Dann entdeckten auch die deutschen Chefetagen die soft skills, die Führungsqualitäten, die Frauen zeit ihres Lebens eingeübt haben: soziale Kompetenz, Intuition, Mitarbeiterorientierung, ganzheitliches Denken und Handeln, Kommunikationsvermögen und was nicht alles. Hatten den Frauen bislang diese „typisch weiblichen Eigenschaften“ eher im Wege gestanden, schienen sie sich jetzt zum Türcode zu verwandeln. Einen Haken hatte die Sache allerdings. Einer der Kernpunkte der hochgelobten lean production ist nämlich, die Zahl der Jobs auf den mittleren Führungsebenen einzudampfen – genau die Positionen also, in die es Frauen gerade noch gelingt vorzudringen.

Bevor die Männer sich jedoch in teuren Managementkursen die neuen Führungsqualitäten hätten aneignen können, zerplatzte mit der Vereinigung der Frauentraum. Frauen liefen fortan unter dem Etikett „Verliererinnen der Einheit“. Zweifellos – in vielen Branchen, auf zahlreichen Ebenen. Allzuschnell aber entwickelt eine solche Floskel ein Eigenleben. Erscheint als gegeben, unabänderlich, fast als natürlich. Im Sparkassenbereich ist es so gelaufen und nicht nur dort: in der DDR eine Frauendomäne, selbst auf den mittleren Leitungsebenen. Kaum waren wieder bessere Jobs zu besetzen, da kamen sie, die (West-)Männer. War da nicht gesagt worden, der Dienstleistungsbereich – völlig neu aufzubauen – biete Riesenchancen für Frauen? Wunschdenken.
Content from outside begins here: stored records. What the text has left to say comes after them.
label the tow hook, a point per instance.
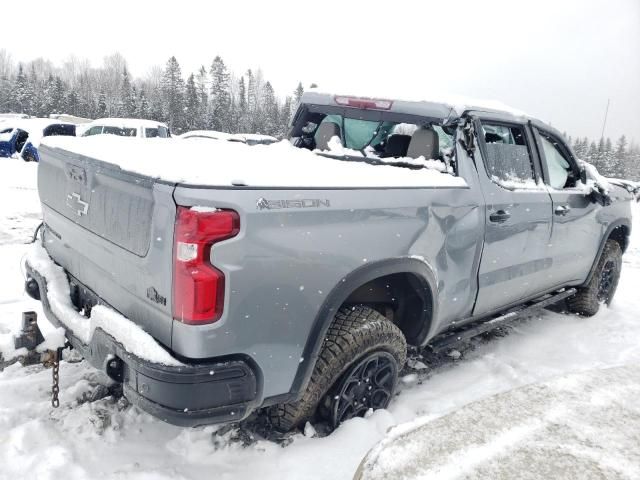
(29, 339)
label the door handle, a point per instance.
(500, 216)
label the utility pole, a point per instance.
(606, 112)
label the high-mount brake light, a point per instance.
(198, 287)
(364, 103)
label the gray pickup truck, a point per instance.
(302, 301)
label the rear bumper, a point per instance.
(217, 391)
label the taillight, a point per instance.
(364, 103)
(198, 287)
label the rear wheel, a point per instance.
(357, 370)
(603, 284)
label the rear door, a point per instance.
(575, 237)
(515, 260)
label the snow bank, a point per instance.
(542, 429)
(201, 161)
(132, 337)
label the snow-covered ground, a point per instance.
(106, 438)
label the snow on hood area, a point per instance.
(95, 436)
(459, 103)
(204, 162)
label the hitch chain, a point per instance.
(53, 361)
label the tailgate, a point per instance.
(113, 204)
(112, 231)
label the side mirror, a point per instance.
(583, 175)
(598, 195)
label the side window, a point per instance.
(508, 161)
(558, 166)
(97, 130)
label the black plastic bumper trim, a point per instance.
(218, 391)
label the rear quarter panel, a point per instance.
(285, 261)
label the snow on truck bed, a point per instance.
(207, 162)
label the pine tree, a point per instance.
(269, 110)
(192, 104)
(72, 102)
(251, 93)
(142, 110)
(202, 80)
(172, 88)
(127, 103)
(101, 110)
(5, 94)
(297, 94)
(220, 96)
(285, 118)
(58, 97)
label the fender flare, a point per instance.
(341, 292)
(612, 226)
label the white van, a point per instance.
(127, 127)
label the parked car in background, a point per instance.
(248, 138)
(22, 137)
(126, 127)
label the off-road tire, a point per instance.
(355, 332)
(585, 302)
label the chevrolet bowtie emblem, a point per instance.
(75, 203)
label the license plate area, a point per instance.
(83, 298)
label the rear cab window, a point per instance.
(375, 136)
(507, 155)
(560, 170)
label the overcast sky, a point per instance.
(557, 60)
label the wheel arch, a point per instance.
(620, 230)
(342, 292)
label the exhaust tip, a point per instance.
(32, 288)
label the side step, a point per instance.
(448, 340)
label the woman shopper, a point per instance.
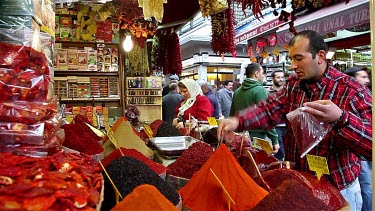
(194, 103)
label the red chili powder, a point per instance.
(191, 160)
(158, 168)
(78, 139)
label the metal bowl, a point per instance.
(173, 146)
(176, 182)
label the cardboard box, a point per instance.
(82, 60)
(72, 59)
(92, 60)
(57, 28)
(65, 28)
(62, 59)
(123, 128)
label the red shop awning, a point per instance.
(330, 19)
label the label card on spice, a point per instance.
(148, 131)
(318, 164)
(110, 136)
(212, 121)
(264, 144)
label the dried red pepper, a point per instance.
(190, 160)
(158, 168)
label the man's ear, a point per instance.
(322, 56)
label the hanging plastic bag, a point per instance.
(308, 131)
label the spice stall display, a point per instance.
(145, 197)
(59, 182)
(204, 192)
(125, 136)
(29, 120)
(158, 168)
(127, 173)
(321, 189)
(291, 195)
(190, 161)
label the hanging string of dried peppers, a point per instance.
(167, 53)
(152, 8)
(223, 32)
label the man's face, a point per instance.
(279, 79)
(303, 64)
(260, 75)
(229, 86)
(204, 90)
(362, 77)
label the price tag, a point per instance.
(69, 119)
(212, 121)
(110, 135)
(148, 131)
(264, 144)
(317, 164)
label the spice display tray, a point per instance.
(173, 146)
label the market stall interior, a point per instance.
(81, 100)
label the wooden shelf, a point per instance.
(144, 88)
(86, 99)
(146, 104)
(83, 73)
(144, 95)
(84, 44)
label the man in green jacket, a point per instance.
(251, 92)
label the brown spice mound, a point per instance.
(291, 195)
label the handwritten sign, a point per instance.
(110, 135)
(148, 131)
(317, 164)
(212, 121)
(264, 144)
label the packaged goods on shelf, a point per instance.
(82, 60)
(21, 7)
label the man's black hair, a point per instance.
(316, 41)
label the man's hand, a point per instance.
(227, 125)
(323, 110)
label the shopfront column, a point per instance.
(202, 72)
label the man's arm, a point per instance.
(354, 125)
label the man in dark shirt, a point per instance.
(170, 102)
(207, 91)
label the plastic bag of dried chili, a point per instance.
(308, 131)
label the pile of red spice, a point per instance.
(291, 195)
(154, 127)
(77, 138)
(190, 160)
(158, 168)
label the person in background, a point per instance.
(170, 102)
(224, 98)
(331, 97)
(360, 74)
(173, 79)
(236, 85)
(278, 80)
(252, 91)
(207, 91)
(194, 103)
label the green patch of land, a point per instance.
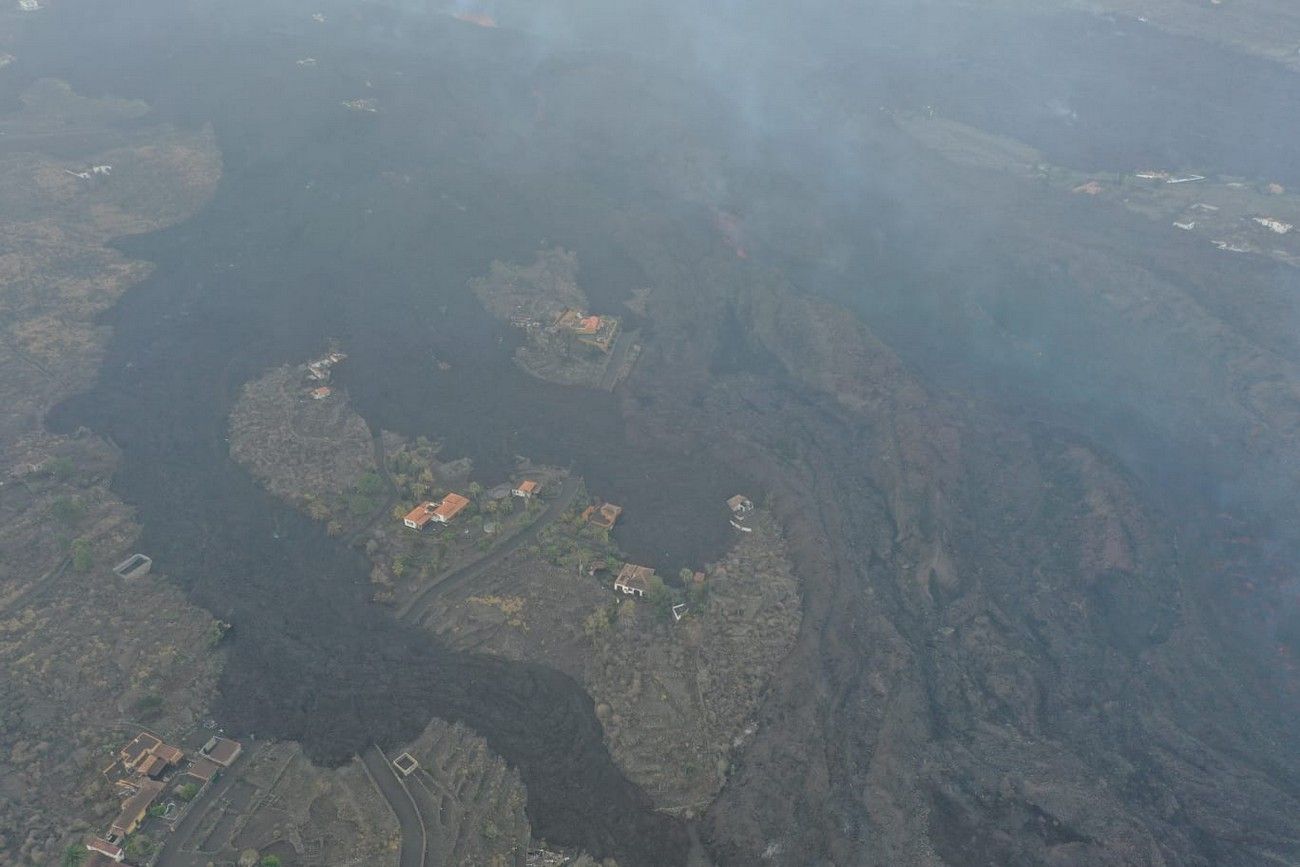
(562, 339)
(82, 649)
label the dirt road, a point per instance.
(419, 605)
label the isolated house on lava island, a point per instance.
(425, 514)
(633, 580)
(603, 515)
(592, 330)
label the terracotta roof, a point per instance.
(141, 746)
(633, 577)
(169, 754)
(420, 515)
(222, 750)
(154, 766)
(135, 807)
(450, 506)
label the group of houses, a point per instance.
(142, 771)
(636, 580)
(592, 330)
(451, 504)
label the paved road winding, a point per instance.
(414, 836)
(420, 603)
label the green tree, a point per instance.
(138, 846)
(82, 558)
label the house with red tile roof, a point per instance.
(633, 580)
(107, 849)
(450, 506)
(420, 516)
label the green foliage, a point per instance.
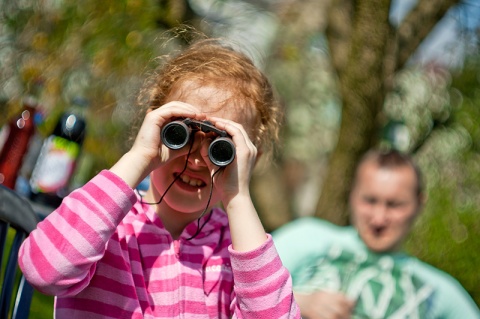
(447, 232)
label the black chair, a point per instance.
(15, 213)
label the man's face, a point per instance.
(384, 204)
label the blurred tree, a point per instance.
(365, 51)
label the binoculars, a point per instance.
(177, 134)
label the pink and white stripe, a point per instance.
(105, 255)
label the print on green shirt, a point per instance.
(381, 287)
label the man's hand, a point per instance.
(325, 305)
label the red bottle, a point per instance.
(20, 131)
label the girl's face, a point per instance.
(190, 192)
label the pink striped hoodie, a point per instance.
(103, 254)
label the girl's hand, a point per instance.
(235, 178)
(148, 152)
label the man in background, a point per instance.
(359, 271)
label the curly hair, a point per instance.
(213, 62)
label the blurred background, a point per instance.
(350, 74)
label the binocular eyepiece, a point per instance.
(177, 134)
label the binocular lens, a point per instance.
(221, 151)
(175, 135)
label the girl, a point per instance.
(107, 252)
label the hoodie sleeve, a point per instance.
(59, 257)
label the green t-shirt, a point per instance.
(322, 256)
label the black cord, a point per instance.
(173, 182)
(206, 207)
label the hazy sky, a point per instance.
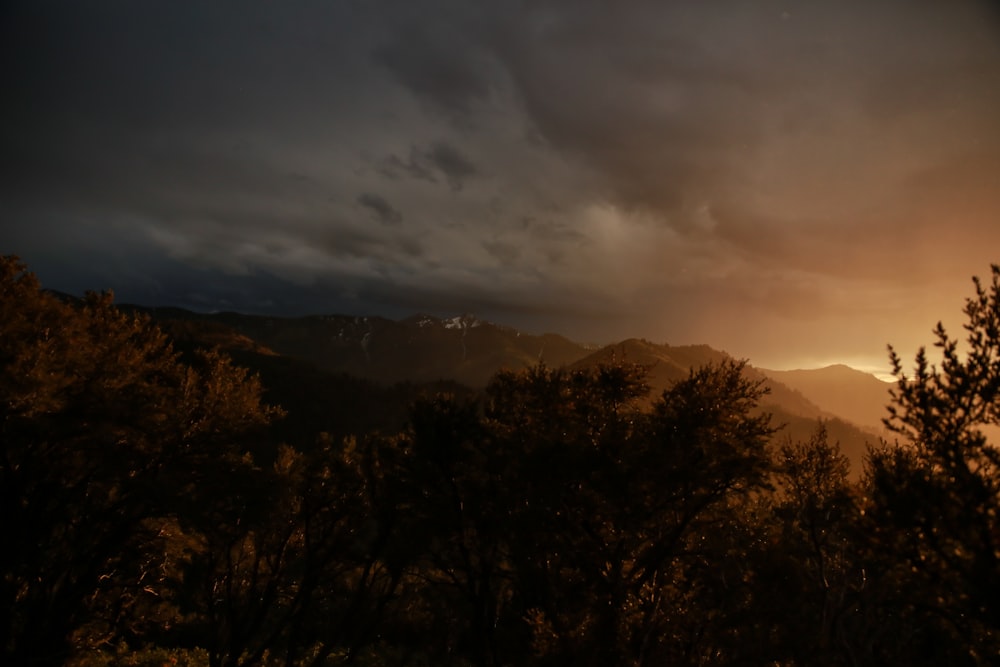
(797, 182)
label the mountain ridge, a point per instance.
(424, 349)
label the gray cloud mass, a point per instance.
(798, 182)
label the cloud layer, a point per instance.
(797, 182)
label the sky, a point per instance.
(796, 182)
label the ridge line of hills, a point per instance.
(371, 366)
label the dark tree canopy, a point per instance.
(560, 516)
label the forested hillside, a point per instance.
(157, 511)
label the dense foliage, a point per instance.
(152, 516)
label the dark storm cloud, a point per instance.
(425, 163)
(436, 66)
(383, 210)
(701, 172)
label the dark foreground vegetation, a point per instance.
(150, 515)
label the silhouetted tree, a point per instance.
(936, 496)
(99, 428)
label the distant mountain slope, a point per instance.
(841, 390)
(797, 415)
(464, 350)
(418, 349)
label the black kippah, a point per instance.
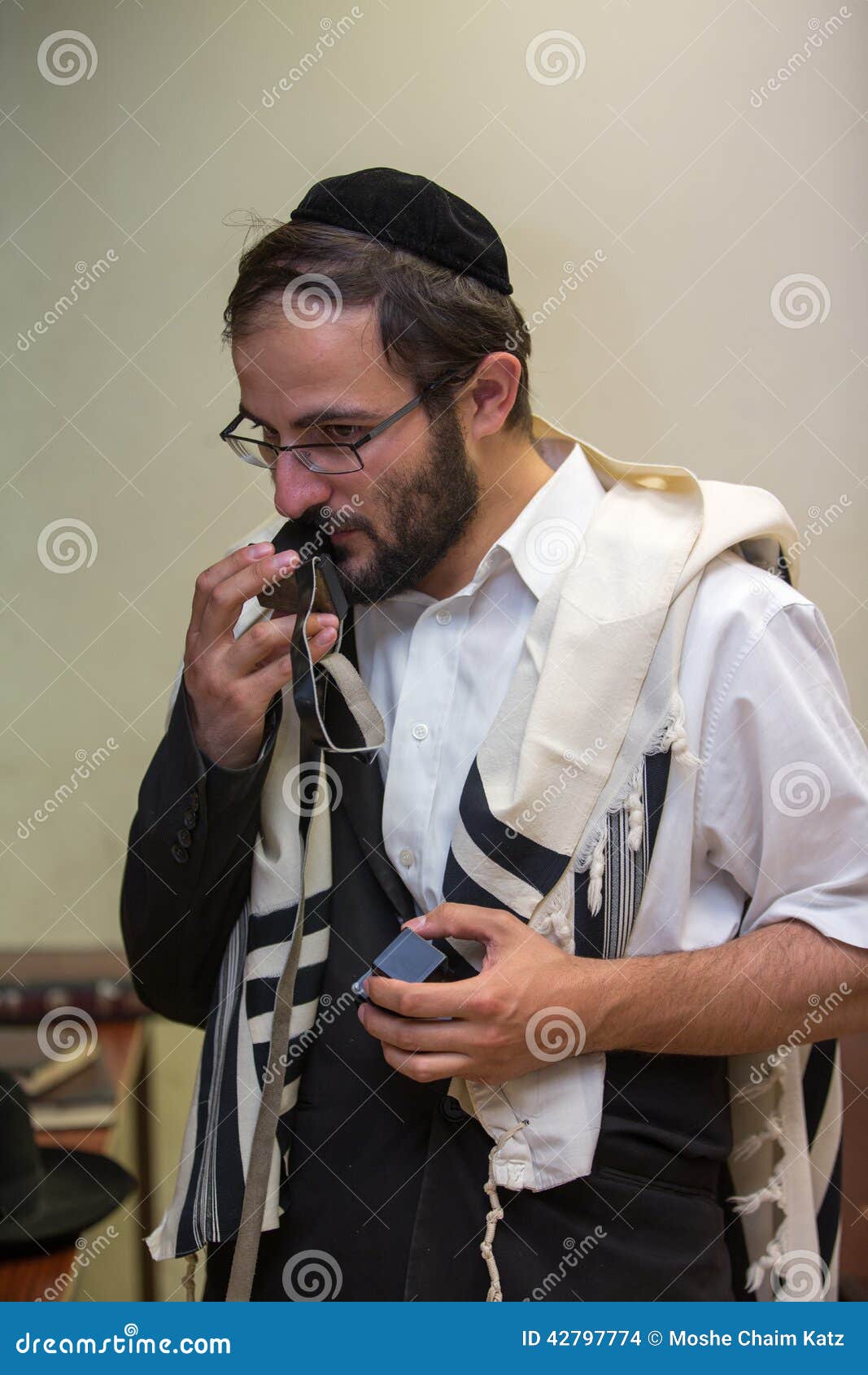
(410, 212)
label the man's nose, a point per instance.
(296, 490)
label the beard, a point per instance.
(427, 513)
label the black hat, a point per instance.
(49, 1195)
(413, 213)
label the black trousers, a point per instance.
(613, 1235)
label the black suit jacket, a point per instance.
(189, 862)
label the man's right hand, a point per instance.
(230, 681)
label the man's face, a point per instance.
(417, 494)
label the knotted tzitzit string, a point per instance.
(189, 1281)
(493, 1217)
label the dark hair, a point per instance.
(430, 319)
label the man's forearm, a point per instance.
(748, 994)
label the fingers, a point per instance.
(220, 591)
(427, 1068)
(458, 998)
(268, 639)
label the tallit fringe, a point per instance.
(189, 1281)
(752, 1143)
(493, 1217)
(597, 871)
(670, 733)
(757, 1272)
(770, 1193)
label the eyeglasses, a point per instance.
(330, 456)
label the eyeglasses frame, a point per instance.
(377, 430)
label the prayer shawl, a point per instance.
(565, 799)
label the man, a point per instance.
(512, 590)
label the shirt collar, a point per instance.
(547, 531)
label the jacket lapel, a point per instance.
(362, 787)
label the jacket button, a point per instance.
(451, 1110)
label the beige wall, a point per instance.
(656, 155)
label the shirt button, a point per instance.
(451, 1110)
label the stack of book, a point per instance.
(57, 1058)
(65, 1093)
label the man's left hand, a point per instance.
(517, 1014)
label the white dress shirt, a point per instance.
(779, 814)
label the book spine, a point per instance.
(29, 1006)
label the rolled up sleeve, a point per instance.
(783, 803)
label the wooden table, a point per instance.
(125, 1052)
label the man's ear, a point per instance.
(493, 394)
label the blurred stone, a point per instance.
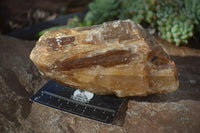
(116, 57)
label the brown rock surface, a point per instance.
(170, 112)
(116, 57)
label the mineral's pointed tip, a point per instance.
(116, 57)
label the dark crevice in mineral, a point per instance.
(110, 58)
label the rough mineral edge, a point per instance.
(116, 57)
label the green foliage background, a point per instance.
(176, 20)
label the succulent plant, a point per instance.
(172, 23)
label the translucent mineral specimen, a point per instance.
(116, 57)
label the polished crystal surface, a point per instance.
(116, 57)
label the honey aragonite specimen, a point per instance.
(116, 57)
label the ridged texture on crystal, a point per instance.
(116, 57)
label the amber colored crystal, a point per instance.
(116, 57)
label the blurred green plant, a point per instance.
(101, 11)
(176, 20)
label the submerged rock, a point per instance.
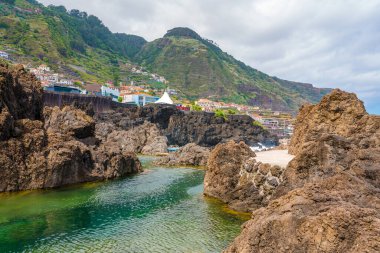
(51, 147)
(329, 200)
(190, 154)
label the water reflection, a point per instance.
(161, 210)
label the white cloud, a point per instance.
(327, 43)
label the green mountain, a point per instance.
(199, 68)
(72, 42)
(81, 46)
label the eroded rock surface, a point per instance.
(146, 138)
(51, 147)
(329, 200)
(190, 154)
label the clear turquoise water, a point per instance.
(161, 210)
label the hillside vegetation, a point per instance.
(81, 46)
(201, 69)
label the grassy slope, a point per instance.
(48, 38)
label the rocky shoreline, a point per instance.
(50, 147)
(328, 198)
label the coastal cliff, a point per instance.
(235, 177)
(50, 147)
(329, 196)
(181, 128)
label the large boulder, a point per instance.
(235, 177)
(145, 138)
(329, 200)
(51, 147)
(188, 155)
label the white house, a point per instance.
(139, 99)
(165, 99)
(65, 82)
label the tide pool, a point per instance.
(161, 210)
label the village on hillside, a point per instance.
(276, 122)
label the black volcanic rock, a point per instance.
(183, 32)
(52, 147)
(181, 128)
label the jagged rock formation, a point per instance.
(330, 198)
(181, 128)
(234, 176)
(52, 147)
(190, 154)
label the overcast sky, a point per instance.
(323, 42)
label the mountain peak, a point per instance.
(183, 32)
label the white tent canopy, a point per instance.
(165, 99)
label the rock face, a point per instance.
(146, 138)
(190, 154)
(182, 128)
(52, 147)
(234, 176)
(329, 200)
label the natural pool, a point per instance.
(161, 210)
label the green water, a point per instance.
(161, 210)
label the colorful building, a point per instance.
(139, 99)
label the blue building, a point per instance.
(65, 89)
(139, 99)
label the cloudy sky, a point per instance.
(323, 42)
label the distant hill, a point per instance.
(81, 46)
(199, 68)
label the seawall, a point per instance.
(97, 103)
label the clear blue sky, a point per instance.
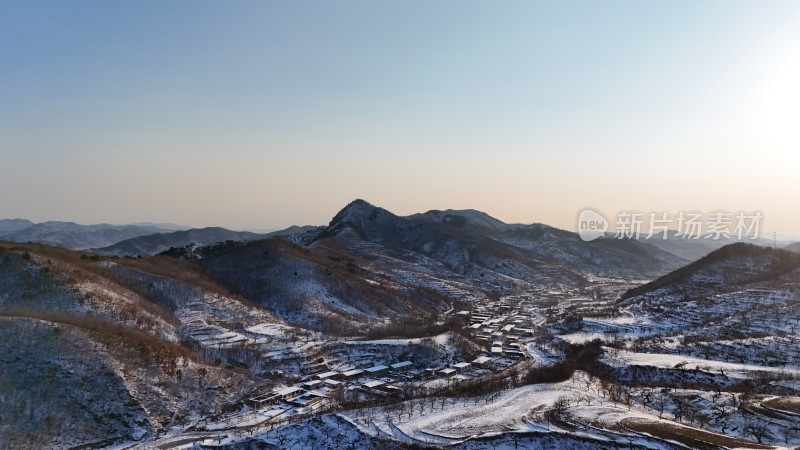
(270, 113)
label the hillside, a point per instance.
(76, 236)
(152, 244)
(730, 267)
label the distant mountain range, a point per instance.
(147, 238)
(72, 235)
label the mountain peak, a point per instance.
(359, 215)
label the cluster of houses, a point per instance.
(500, 325)
(323, 384)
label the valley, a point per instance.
(446, 329)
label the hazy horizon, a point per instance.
(262, 115)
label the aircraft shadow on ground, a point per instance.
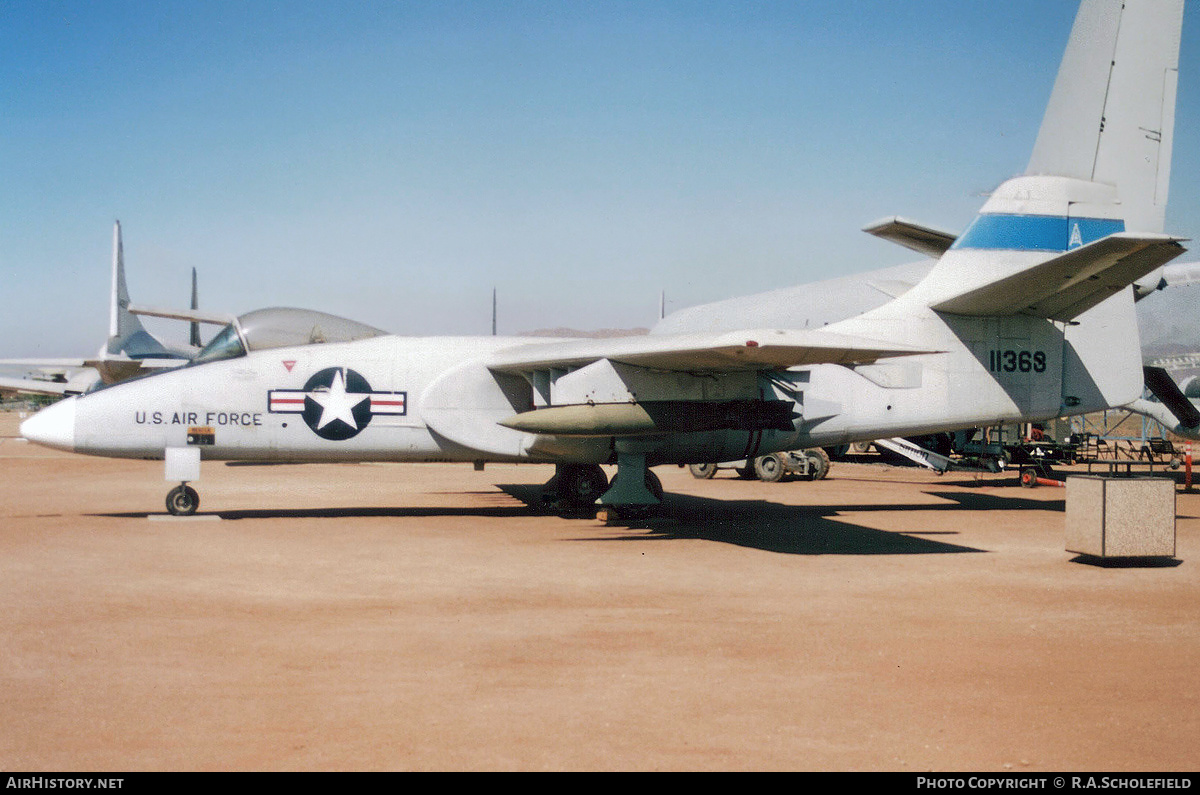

Aus einer ganz anderen Richtung hat sich für Frauen unvermutet eine Chance eröffnet, sich von Grund auf einzumischen. Rezession und schlechte Absatzlage haben schon vertan geglaubte Möglichkeiten der Achtziger zurückgebracht. Nachzudenken nämlich über eine andere, gerechtere Verteilung der Arbeit, die in unserer Gesellschaft anfällt. Allzu rasch ging es dabei nur noch um kürzere Wochenarbeitszeiten, mehr Freizeit für Männer. Die tägliche bezahlte Arbeit zu verkürzen, sie flexibler zu gestalten, zu einer gerechteren Verteilung von Haus- und Familienarbeit zu gelangen, davon redete mann vorsorglich nicht.

Abzuwarten, bis eine neue Modewelle als Angebot kommt – das hieße für Frauen wieder, weitere zwanzig Jahre auf dem Stand der Siebziger zu verharren. Die Metaller, die Stahlkocher, die Kumpel – sie alle wissen genau, zu welchem Ereignis, gegen welchen Beschluß sie auf die Straße ziehen müssen. Ebensolche handfesten Anlässe für Frauen gibt es mehr als genug. Dann müßten sie zu hören sein, zu sehen, nicht mehr zu übergehen. Bislang können die Männer eines wirklich besser: sich nachhaltig in Szene setzen.